In a linear block code the minimum weight is also the minimum Hamming distance (dmin) and defines the error correction capability of the code. If wmin = n, then dmin = n and the code will correct up to dmin/2 errors.

## Language support

Some C compilers provide intrinsic functions that provide bit counting facilities. For example, GCC (since version 3.4 in April 2004) includes a builtin function `__builtin_popcount` that will use a processor instruction if available or an efficient library implementation otherwise. LLVM-GCC has included this function since version 1.5 in June 2005.

In C++ STL, the bit-array data structure `bitset` has a `count()` method that counts the number of bits that are set. In C++20, a new header `<bit>` was added, containing functions `std::popcount` and `std::has_single_bit`, taking arguments of unsigned integer types.

In Java, the growable bit-array data structure `BitSet` has a `BitSet.cardinality()` method that counts the number of bits that are set. In addition, there are `Integer.bitCount(int)` and `Long.bitCount(long)` functions to count bits in primitive 32-bit and 64-bit integers, respectively. Also, the `BigInteger` arbitrary-precision integer class also has a `BigInteger.bitCount()` method that counts bits.

In Python, the `int` type has a `bit_count()` method to count the number of bits set. This functionality was introduced in Python 3.10, released in October 2021.

In Common Lisp, the function `logcount`, given a non-negative integer, returns the number of 1 bits. (For negative integers it returns the number of 0 bits in 2's complement notation.) In either case the integer can be a BIGNUM.
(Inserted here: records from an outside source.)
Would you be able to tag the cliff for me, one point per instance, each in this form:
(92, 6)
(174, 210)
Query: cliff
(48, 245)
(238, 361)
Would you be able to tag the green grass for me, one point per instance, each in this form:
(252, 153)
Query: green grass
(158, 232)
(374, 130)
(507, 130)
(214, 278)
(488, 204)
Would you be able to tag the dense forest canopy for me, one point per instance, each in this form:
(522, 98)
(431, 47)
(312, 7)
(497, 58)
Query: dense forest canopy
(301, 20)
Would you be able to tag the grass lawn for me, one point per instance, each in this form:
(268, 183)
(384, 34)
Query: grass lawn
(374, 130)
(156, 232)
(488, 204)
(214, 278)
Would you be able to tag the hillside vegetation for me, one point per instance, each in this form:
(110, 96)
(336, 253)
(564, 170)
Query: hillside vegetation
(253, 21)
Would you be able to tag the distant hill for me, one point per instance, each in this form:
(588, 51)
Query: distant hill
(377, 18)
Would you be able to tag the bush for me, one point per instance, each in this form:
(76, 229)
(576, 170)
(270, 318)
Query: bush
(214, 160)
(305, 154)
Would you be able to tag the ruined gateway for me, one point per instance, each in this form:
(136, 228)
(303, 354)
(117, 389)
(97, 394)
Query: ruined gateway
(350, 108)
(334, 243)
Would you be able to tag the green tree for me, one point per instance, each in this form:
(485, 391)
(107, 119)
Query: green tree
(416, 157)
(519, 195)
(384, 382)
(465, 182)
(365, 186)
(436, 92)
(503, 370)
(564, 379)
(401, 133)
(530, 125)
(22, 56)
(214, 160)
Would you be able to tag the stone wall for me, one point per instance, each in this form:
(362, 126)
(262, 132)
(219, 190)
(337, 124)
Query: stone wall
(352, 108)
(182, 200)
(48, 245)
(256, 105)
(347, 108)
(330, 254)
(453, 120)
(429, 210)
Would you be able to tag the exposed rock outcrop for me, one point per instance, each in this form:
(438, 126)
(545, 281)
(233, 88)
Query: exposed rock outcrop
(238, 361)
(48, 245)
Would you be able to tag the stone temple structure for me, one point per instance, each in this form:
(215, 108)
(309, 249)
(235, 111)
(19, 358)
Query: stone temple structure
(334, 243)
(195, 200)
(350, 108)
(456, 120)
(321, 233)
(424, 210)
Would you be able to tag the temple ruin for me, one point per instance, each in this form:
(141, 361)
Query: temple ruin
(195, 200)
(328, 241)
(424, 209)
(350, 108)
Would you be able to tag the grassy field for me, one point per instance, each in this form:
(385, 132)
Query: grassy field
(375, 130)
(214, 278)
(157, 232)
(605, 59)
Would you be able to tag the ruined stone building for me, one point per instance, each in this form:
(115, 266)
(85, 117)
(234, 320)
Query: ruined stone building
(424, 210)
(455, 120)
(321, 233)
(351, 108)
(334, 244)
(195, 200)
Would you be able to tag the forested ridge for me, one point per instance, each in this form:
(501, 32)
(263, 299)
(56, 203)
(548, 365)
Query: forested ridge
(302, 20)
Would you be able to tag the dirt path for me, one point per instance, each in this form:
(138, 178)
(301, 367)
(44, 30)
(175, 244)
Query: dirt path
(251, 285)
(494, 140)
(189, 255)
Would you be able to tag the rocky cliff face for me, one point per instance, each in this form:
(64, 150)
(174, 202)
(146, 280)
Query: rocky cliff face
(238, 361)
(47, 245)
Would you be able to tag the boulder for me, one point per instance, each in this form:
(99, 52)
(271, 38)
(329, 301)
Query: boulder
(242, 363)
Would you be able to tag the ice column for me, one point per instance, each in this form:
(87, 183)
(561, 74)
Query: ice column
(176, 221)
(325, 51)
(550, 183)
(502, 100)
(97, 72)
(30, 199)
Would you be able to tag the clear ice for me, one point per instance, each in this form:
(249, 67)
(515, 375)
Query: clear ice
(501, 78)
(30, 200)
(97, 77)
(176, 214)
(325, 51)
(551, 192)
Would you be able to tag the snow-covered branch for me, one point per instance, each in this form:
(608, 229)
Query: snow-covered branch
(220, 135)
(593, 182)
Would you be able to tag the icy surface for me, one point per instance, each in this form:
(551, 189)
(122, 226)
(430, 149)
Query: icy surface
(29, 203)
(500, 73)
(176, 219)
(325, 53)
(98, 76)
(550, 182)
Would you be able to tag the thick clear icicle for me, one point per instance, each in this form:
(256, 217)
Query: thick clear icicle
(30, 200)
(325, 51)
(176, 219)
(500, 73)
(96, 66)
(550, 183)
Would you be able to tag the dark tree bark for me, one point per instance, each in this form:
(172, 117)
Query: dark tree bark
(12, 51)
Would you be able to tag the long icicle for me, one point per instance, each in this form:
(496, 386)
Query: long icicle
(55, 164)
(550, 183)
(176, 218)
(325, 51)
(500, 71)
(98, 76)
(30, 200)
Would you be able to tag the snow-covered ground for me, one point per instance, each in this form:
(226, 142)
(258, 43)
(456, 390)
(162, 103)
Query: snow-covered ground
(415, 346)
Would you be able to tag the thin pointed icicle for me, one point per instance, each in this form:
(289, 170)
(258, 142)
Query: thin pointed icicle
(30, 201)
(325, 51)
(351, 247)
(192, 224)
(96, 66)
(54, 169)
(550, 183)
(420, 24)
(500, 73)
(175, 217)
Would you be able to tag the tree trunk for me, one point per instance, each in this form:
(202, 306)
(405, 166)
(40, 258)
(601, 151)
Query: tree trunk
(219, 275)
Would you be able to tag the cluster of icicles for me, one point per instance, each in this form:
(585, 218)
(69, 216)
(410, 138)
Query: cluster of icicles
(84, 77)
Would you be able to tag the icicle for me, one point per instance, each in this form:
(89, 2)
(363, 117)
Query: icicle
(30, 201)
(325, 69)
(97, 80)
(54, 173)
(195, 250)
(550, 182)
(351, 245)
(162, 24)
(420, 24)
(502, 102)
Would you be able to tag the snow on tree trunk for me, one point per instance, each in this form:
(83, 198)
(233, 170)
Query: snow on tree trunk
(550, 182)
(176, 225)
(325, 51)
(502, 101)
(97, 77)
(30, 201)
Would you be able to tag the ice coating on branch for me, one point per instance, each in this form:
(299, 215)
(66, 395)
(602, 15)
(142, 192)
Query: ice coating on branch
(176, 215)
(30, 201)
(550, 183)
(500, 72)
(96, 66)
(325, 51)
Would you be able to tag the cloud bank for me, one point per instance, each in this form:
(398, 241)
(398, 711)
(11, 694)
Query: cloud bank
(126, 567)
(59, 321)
Starting in GHC 7.4, the Haskell base package has a `popCount` function available on all types that are instances of the `Bits` class (available from the `Data.Bits` module).
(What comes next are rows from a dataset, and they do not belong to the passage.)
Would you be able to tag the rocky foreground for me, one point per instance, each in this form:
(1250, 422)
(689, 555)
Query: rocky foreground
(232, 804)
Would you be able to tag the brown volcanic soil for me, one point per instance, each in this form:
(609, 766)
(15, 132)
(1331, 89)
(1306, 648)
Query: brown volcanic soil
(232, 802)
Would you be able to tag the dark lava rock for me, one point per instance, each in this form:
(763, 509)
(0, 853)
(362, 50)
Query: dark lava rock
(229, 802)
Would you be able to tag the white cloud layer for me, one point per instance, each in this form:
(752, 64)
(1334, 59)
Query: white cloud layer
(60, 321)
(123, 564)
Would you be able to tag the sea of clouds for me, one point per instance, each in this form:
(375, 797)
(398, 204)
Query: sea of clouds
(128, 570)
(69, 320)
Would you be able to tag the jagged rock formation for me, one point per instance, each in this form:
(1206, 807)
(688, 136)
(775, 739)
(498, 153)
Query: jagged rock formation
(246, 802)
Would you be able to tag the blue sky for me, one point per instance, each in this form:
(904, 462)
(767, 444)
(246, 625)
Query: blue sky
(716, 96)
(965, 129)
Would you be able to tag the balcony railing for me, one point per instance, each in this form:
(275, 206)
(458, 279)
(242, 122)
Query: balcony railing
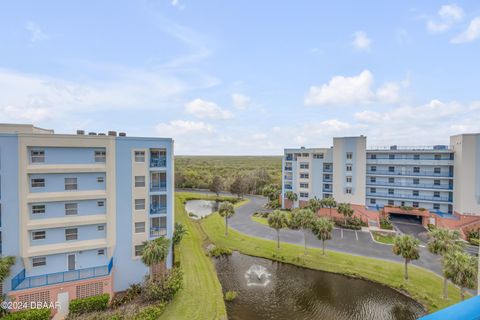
(410, 185)
(158, 186)
(20, 281)
(158, 162)
(410, 173)
(158, 232)
(408, 197)
(157, 208)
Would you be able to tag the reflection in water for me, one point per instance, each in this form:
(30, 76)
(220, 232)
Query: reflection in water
(200, 208)
(272, 290)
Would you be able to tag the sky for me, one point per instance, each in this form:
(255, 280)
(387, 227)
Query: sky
(244, 77)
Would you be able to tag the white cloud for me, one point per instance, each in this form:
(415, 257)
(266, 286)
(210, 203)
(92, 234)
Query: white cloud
(447, 16)
(471, 34)
(36, 34)
(241, 101)
(361, 41)
(206, 109)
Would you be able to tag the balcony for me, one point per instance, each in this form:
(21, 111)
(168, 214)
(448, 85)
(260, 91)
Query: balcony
(408, 197)
(20, 282)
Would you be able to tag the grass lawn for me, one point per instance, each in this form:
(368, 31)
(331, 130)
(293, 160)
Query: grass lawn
(202, 296)
(383, 238)
(424, 286)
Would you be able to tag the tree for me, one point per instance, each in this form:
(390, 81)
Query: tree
(303, 219)
(239, 186)
(278, 220)
(407, 247)
(442, 241)
(226, 210)
(314, 204)
(216, 185)
(154, 253)
(329, 203)
(345, 210)
(292, 196)
(322, 228)
(461, 269)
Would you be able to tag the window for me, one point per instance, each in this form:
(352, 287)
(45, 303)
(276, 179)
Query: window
(70, 183)
(71, 234)
(71, 209)
(139, 181)
(38, 208)
(38, 235)
(37, 156)
(139, 227)
(138, 250)
(100, 156)
(38, 182)
(139, 156)
(39, 261)
(139, 204)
MySQL version of SQL language provides `BIT_COUNT()` as a standard function.

Fortran 2008 has the standard, intrinsic, elemental function `popcnt` returning the number of nonzero bits within an integer (or integer array).
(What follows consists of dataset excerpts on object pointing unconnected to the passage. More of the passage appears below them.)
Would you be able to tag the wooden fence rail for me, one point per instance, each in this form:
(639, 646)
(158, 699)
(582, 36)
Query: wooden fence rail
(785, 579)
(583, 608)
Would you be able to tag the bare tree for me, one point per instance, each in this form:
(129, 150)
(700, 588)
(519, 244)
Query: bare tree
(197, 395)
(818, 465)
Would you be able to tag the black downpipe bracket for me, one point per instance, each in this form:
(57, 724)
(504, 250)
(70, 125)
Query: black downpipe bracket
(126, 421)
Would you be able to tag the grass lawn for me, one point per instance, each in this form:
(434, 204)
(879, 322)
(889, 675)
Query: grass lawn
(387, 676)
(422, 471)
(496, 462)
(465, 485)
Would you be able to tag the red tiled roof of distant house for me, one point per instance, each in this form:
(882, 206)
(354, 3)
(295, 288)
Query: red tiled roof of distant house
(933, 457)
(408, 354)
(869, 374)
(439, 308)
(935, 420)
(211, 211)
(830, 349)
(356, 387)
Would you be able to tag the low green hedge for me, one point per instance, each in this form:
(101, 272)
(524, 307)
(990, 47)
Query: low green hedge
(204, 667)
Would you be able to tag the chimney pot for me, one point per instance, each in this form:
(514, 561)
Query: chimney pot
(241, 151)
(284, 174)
Some programmable scientific pocket calculators feature special commands to calculate the number of set bits, e.g. `#B` on the HP-16C and WP 43S, `#BITS` or `BITSUM` on HP-16C emulators, and `nBITS` on the WP 34S.

FreePascal implements popcnt since version 3.0.

## Processor support

• The IBM STRETCH computer in the 1960s calculated the number of set bits as well as the number of leading zeros as a by-product of all logical operations.
• Cray supercomputers early on featured a population count machine instruction, rumoured to have been specifically requested by the U.S. government National Security Agency for cryptanalysis applications.
• Control Data Corporation's (CDC) 6000 and Cyber 70/170 series machines included a population count instruction; in COMPASS, this instruction was coded as `CXi`.
• The 64-bit SPARC version 9 architecture defines a `POPC` instruction, but most implementations do not implement it, requiring it be emulated by the operating system.
• Donald Knuth's model computer MMIX that is going to replace MIX in his book The Art of Computer Programming has an `SADD` instruction since 1999. `SADD a,b,c` counts all bits that are 1 in b and 0 in c and writes the result to a.
• Compaq's Alpha 21264A, released in 1999, was the first Alpha series CPU design that had the count extension (`CIX`).
• Analog Devices' Blackfin processors feature the `ONES` instruction to perform a 32-bit population count.
• AMD's Barcelona architecture introduced the advanced bit manipulation (ABM) ISA introducing the `POPCNT` instruction as part of the SSE4a extensions in 2007.
• Intel Core processors introduced a `POPCNT` instruction with the SSE4.2 instruction set extension, first available in a Nehalem-based Core i7 processor, released in November 2008.
• The ARM architecture introduced the `VCNT` instruction as part of the Advanced SIMD (NEON) extensions.
• The RISC-V architecture introduced the `PCNT` instruction as part of the Bit Manipulation (B) extension.